Tandis que les enseignants prennent de premières mesures d’urgence, les institutions établissent un code de conduite face à ChatGPT. Sciences Po a fait débat en annonçant, dans un communiqué le 27 janvier, l’interdiction d’utiliser cette IA en dehors du cadre pédagogique.

À la suite de nombreuses réactions critiques, Mathias Vicherat, son directeur, défend le choix de l’établissement sur LinkedIn, début février : « Sciences Po forme des responsables indépendants en prônant l’esprit critique, l’honnêteté intellectuelle et l’originalité de contenus. (…) L’utilisation de ChatGPT est proscrite et sanctionnée, si elle n’est pas clairement mentionnée par l’étudiant qui y aurait recours. Je n’imaginais pas que ce courrier, qui pose des règles transparentes à nos étudiantes et étudiants, puisse susciter une quelconque polémique. »

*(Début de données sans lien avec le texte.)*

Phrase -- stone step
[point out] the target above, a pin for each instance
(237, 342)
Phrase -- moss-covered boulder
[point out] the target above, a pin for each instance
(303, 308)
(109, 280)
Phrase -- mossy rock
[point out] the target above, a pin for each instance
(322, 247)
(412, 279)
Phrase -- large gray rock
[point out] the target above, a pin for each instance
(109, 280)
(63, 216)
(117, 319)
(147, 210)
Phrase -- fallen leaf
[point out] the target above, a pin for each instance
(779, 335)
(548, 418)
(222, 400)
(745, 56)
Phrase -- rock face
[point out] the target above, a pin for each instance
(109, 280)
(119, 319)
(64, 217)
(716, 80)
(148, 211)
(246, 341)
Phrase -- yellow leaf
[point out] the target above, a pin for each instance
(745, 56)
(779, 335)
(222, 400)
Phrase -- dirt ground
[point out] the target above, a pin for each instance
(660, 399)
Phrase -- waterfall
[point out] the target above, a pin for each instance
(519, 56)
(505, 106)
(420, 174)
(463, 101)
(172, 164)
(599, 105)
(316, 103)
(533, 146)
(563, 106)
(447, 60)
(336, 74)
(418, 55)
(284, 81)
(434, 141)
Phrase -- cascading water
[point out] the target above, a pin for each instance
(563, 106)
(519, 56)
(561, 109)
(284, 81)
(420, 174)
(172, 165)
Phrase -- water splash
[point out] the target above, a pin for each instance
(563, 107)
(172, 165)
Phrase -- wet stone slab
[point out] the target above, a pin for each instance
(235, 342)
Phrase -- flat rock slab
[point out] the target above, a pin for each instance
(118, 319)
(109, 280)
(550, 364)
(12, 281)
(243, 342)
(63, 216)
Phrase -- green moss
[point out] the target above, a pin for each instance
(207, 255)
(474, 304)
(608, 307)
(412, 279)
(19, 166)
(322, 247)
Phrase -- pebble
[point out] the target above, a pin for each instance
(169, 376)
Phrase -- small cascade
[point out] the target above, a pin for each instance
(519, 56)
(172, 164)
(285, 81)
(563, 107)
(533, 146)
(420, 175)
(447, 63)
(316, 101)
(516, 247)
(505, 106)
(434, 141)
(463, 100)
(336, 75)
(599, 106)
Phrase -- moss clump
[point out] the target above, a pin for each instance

Ce à quoi Stéphane Justeau, professeur et directeur de l’institut de pédagogie avancée et docteur en économie à l’Essca répond : « Bien sûr que nous ne pouvons pas interdire l’outil. Au-delà de cela, nous devons nous en emparer et penser ou repenser l’évaluation des apprentissages. (…) Nous devons nous faire à l’idée que les étudiants vont l’utiliser, un peu ou beaucoup. À nous de les évaluer sur des aspects pour lesquels les agents conversationnels ne seront d’aucune utilité. »

Même son de cloche du côté de la Conférence des directeurs des écoles françaises d’ingénieurs (Cdefi). « À ma connaissance, il n’y a pas eu de remontées d’écoles d’ingénieurs imaginant interdire ChatGPT. Même si elles le souhaitaient, cela me semblerait compliqué. La position des écoles est plutôt de l’imaginer comme un outil parmi d’autres », déclarait Jacques Fayolle, président de la Cdefi et directeur de Mines Saint-Étienneà News Tank le 3 février (abonnés)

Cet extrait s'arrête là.